Thevenin's Theorem: Solving Homework Statement on Load Current

[gneill]

so n essence I stick to the blue path to calc j4Ω as well yes?

You've already taken into account the effect of the j4Ω inductor when you found the potential drop across the j6Ω one. Your calculation effectively found the total current due to the sources in series with the inductors and multiplied that by the j6Ω impedance (a voltage divider scenario).

Either path will yield the same result, thanks to KVL holding around the loop.

I think my preferred approach would have been to just use nodal analysis at the junction of the inductors, so one equation with one unknown (Vth) to solve.

 

[Ebies]

This is as far as I have managed o get and now I am stuck with the equation. not sure how to deal with and equation that has a mix of unknowns and imaginary numbers in it... also attached is my diagram that I am using so the equation makes sense... I spose if I can learn where I am going wrong now I won't make the same mistake again... by the way X is the node between the two inductors or in other words thevenins voltage

my equation thus far:

I1 + I2 +I3 =0

Therefore: (V1 - X) / j4 + (V2 - X) / j6 + (0 - X) / 50∠45.6 (which is the load and lag angle)

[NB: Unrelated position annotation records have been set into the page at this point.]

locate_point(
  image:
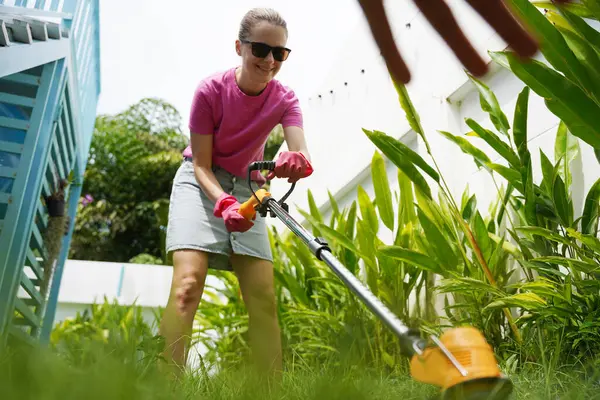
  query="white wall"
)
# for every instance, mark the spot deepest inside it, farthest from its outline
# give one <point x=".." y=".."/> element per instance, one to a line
<point x="443" y="96"/>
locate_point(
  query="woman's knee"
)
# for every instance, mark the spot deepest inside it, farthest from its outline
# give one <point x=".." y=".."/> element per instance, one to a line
<point x="190" y="268"/>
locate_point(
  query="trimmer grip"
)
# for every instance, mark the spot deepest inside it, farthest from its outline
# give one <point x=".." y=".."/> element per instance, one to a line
<point x="247" y="209"/>
<point x="262" y="165"/>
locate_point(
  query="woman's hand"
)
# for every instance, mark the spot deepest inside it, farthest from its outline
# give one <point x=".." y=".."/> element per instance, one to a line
<point x="439" y="15"/>
<point x="292" y="165"/>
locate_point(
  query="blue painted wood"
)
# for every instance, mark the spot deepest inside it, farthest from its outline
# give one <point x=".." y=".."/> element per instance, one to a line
<point x="6" y="172"/>
<point x="11" y="147"/>
<point x="27" y="313"/>
<point x="23" y="78"/>
<point x="34" y="264"/>
<point x="17" y="229"/>
<point x="31" y="289"/>
<point x="52" y="299"/>
<point x="19" y="58"/>
<point x="17" y="100"/>
<point x="14" y="123"/>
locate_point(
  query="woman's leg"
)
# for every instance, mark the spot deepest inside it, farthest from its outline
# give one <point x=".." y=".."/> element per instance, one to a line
<point x="189" y="275"/>
<point x="255" y="276"/>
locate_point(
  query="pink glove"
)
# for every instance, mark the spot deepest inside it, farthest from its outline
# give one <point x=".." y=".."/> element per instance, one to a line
<point x="292" y="165"/>
<point x="227" y="207"/>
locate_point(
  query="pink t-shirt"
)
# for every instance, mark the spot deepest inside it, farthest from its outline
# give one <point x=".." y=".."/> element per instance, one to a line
<point x="240" y="123"/>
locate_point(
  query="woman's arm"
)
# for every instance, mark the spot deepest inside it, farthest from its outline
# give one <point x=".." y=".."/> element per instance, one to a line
<point x="296" y="141"/>
<point x="202" y="159"/>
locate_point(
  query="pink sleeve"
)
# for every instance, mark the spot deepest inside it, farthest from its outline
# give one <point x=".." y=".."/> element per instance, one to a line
<point x="293" y="113"/>
<point x="201" y="115"/>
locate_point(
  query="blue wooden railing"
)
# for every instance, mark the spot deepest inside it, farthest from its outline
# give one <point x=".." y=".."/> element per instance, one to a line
<point x="47" y="114"/>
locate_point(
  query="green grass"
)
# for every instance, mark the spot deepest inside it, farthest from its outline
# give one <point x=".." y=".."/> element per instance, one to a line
<point x="43" y="374"/>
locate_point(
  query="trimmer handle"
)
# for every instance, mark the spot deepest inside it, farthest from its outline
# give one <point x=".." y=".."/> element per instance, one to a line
<point x="262" y="165"/>
<point x="248" y="208"/>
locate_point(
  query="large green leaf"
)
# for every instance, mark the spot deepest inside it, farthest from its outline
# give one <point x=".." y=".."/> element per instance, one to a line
<point x="497" y="144"/>
<point x="589" y="219"/>
<point x="576" y="8"/>
<point x="566" y="149"/>
<point x="417" y="259"/>
<point x="588" y="57"/>
<point x="399" y="159"/>
<point x="562" y="202"/>
<point x="520" y="125"/>
<point x="593" y="6"/>
<point x="577" y="265"/>
<point x="552" y="43"/>
<point x="438" y="242"/>
<point x="591" y="36"/>
<point x="409" y="109"/>
<point x="406" y="151"/>
<point x="489" y="103"/>
<point x="511" y="175"/>
<point x="563" y="98"/>
<point x="367" y="210"/>
<point x="481" y="159"/>
<point x="383" y="193"/>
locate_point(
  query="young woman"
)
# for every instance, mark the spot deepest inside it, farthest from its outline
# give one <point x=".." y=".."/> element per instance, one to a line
<point x="231" y="117"/>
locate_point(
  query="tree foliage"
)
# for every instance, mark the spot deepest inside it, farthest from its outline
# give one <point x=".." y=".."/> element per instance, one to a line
<point x="133" y="158"/>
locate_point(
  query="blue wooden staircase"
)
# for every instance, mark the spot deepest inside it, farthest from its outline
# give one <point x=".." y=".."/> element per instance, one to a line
<point x="49" y="88"/>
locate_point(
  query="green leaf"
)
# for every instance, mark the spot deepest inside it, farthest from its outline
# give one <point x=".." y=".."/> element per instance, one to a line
<point x="530" y="198"/>
<point x="593" y="6"/>
<point x="577" y="265"/>
<point x="340" y="239"/>
<point x="589" y="219"/>
<point x="367" y="210"/>
<point x="566" y="149"/>
<point x="438" y="242"/>
<point x="590" y="36"/>
<point x="520" y="125"/>
<point x="314" y="211"/>
<point x="563" y="98"/>
<point x="577" y="9"/>
<point x="397" y="157"/>
<point x="481" y="159"/>
<point x="529" y="301"/>
<point x="489" y="104"/>
<point x="545" y="233"/>
<point x="511" y="175"/>
<point x="552" y="44"/>
<point x="469" y="208"/>
<point x="587" y="55"/>
<point x="409" y="109"/>
<point x="334" y="206"/>
<point x="497" y="144"/>
<point x="383" y="193"/>
<point x="419" y="260"/>
<point x="407" y="152"/>
<point x="547" y="172"/>
<point x="589" y="240"/>
<point x="407" y="212"/>
<point x="562" y="203"/>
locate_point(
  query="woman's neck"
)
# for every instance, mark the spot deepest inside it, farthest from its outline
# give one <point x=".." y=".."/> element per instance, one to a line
<point x="246" y="85"/>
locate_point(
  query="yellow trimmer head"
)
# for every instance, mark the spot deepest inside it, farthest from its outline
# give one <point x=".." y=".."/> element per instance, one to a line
<point x="460" y="362"/>
<point x="463" y="365"/>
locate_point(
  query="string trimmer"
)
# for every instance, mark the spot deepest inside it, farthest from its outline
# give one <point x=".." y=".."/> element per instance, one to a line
<point x="460" y="362"/>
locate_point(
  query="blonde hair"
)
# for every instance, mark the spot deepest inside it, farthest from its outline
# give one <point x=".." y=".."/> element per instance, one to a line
<point x="256" y="15"/>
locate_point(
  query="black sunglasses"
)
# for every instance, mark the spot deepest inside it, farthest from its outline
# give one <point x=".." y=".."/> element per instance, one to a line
<point x="261" y="50"/>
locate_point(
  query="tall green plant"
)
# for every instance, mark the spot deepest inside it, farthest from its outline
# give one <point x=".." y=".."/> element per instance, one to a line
<point x="570" y="81"/>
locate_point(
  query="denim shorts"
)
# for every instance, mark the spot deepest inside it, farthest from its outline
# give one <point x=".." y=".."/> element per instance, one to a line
<point x="192" y="224"/>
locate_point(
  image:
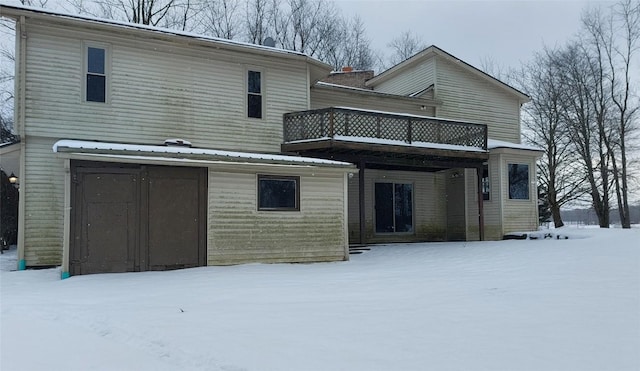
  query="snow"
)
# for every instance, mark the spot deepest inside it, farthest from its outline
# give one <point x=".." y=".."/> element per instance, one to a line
<point x="545" y="304"/>
<point x="493" y="143"/>
<point x="140" y="148"/>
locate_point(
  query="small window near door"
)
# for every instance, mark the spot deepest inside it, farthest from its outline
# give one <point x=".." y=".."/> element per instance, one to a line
<point x="486" y="185"/>
<point x="254" y="94"/>
<point x="278" y="193"/>
<point x="518" y="181"/>
<point x="96" y="75"/>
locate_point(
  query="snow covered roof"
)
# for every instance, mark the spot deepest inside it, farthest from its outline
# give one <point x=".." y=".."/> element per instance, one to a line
<point x="436" y="51"/>
<point x="493" y="144"/>
<point x="144" y="152"/>
<point x="10" y="10"/>
<point x="328" y="85"/>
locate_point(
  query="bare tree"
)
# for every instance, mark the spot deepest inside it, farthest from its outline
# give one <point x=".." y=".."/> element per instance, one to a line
<point x="587" y="113"/>
<point x="404" y="47"/>
<point x="559" y="172"/>
<point x="352" y="49"/>
<point x="221" y="19"/>
<point x="174" y="14"/>
<point x="617" y="38"/>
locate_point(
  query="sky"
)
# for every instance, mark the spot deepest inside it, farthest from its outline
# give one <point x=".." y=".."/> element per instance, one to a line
<point x="523" y="305"/>
<point x="505" y="32"/>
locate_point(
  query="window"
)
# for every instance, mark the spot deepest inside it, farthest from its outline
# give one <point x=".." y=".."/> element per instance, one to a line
<point x="254" y="94"/>
<point x="486" y="185"/>
<point x="278" y="193"/>
<point x="518" y="182"/>
<point x="96" y="81"/>
<point x="394" y="207"/>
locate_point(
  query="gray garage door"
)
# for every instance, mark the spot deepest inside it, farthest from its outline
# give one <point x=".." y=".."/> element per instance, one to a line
<point x="128" y="218"/>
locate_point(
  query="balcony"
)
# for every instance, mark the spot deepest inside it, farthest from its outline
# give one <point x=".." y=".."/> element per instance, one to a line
<point x="348" y="134"/>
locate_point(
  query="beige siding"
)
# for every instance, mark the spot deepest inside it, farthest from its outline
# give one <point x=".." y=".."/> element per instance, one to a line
<point x="157" y="90"/>
<point x="429" y="206"/>
<point x="323" y="97"/>
<point x="519" y="215"/>
<point x="43" y="182"/>
<point x="468" y="97"/>
<point x="411" y="80"/>
<point x="239" y="233"/>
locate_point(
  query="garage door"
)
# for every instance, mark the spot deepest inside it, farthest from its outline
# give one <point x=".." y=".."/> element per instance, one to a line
<point x="128" y="218"/>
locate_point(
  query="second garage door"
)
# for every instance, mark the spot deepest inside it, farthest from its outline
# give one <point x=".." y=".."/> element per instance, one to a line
<point x="135" y="218"/>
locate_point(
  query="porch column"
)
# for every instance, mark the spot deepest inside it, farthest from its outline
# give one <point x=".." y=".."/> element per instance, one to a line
<point x="480" y="202"/>
<point x="361" y="167"/>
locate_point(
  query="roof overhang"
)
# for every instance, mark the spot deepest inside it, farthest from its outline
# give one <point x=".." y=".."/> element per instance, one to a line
<point x="318" y="69"/>
<point x="432" y="51"/>
<point x="185" y="156"/>
<point x="499" y="146"/>
<point x="372" y="93"/>
<point x="390" y="156"/>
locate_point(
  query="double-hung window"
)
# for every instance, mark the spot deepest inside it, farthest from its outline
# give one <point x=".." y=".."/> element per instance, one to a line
<point x="486" y="183"/>
<point x="254" y="94"/>
<point x="96" y="74"/>
<point x="518" y="181"/>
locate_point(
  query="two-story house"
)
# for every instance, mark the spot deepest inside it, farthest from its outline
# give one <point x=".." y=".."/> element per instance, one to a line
<point x="146" y="149"/>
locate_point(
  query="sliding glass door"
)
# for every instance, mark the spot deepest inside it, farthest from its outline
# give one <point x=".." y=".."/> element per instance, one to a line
<point x="394" y="207"/>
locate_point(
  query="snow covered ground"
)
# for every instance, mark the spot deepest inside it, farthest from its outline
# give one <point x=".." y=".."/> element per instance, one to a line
<point x="510" y="305"/>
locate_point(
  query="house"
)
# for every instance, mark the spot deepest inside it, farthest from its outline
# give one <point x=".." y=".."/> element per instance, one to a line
<point x="148" y="149"/>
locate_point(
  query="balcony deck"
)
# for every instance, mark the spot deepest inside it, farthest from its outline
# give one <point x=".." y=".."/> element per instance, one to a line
<point x="353" y="135"/>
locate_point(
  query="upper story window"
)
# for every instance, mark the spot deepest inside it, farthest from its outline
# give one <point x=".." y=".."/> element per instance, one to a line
<point x="96" y="74"/>
<point x="486" y="183"/>
<point x="518" y="181"/>
<point x="254" y="94"/>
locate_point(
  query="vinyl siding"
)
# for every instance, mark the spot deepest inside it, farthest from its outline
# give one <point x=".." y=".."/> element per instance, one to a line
<point x="42" y="184"/>
<point x="429" y="206"/>
<point x="414" y="79"/>
<point x="519" y="215"/>
<point x="156" y="90"/>
<point x="468" y="97"/>
<point x="322" y="98"/>
<point x="239" y="233"/>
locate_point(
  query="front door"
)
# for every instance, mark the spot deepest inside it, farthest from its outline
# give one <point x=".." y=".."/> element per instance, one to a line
<point x="394" y="207"/>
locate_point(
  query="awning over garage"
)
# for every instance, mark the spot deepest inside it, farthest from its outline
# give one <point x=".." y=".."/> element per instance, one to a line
<point x="179" y="155"/>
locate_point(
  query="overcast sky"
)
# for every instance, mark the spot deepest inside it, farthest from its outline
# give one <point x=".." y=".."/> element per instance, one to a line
<point x="507" y="32"/>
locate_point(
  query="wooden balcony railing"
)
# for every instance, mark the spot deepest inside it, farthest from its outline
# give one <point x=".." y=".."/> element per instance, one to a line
<point x="335" y="122"/>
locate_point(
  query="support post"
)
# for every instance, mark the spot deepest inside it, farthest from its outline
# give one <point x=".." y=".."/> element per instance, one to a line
<point x="361" y="167"/>
<point x="480" y="202"/>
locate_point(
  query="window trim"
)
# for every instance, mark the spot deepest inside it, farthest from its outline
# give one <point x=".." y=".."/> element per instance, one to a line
<point x="261" y="94"/>
<point x="486" y="196"/>
<point x="85" y="71"/>
<point x="295" y="178"/>
<point x="509" y="164"/>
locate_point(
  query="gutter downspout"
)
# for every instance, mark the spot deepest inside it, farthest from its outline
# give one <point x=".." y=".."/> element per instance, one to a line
<point x="19" y="112"/>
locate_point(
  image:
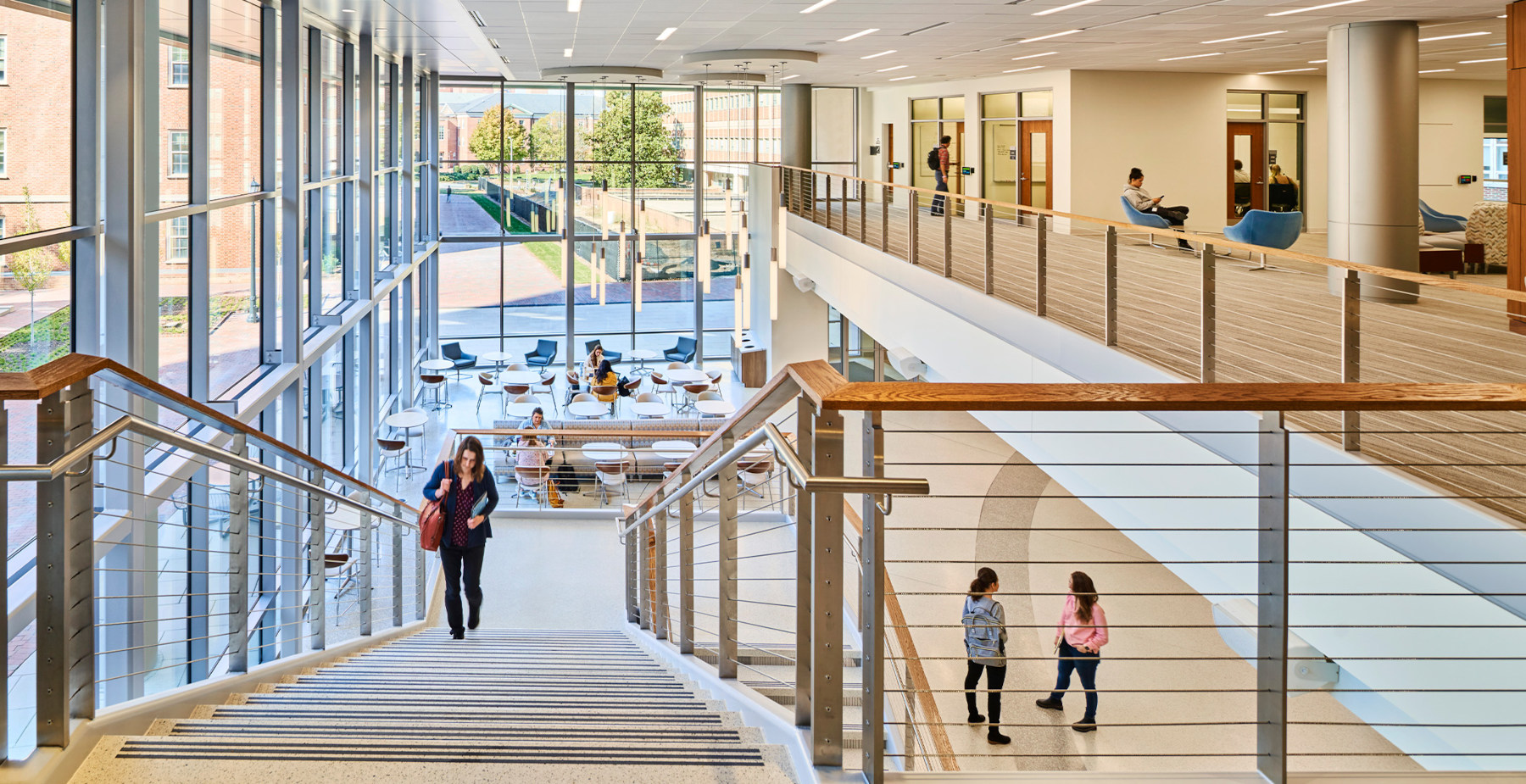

(0 + j415 - X) / j4 + (415 + j0) / j6 + (0 - X) / 67.7 + j42.3 (Load and angle converted to Rectangular form)

this is where I am stuck now, hence not trying nodal analysis as I was not 100% sure about it...

 

[Ebies]

I understand division with complex numbers but not when there's an unknown involved... not sure ha to do with the unknown to get it to the other side of the equation...

 

[gneill]

∠This is as far as I have managed o get and now I am stuck with the equation. not sure how to deal with and equation that has a mix of unknowns and imaginary numbers in it... also attached is my diagram that I am using so the equation makes sense... I spose if I can learn where I am going wrong now I won't make the same mistake again... by the way X is the node between the two inductors or in other words thevenins voltage

my equation thus far:

I1 + I2 +I3 =0

Therefore: (V1 - X) / j4 + (V2 - X) / j6 + (0 - X) / 50∠45.6 (which is the load and lag angle)

Okay, the Thevenin voltage is the unloaded output voltage of the network. That means you want to remove the load impedance, so the last term should be removed. Set the remaining expression to equal zero. Solve for X.

(0 + j415 - X) / j4 + (415 + j0) / j6 + (0 - X) / 67.7 + j42.3 (Load and angle converted to Rectangular form)

this is where I am stuck now, hence not trying nodal analysis as I was not 100% sure about it...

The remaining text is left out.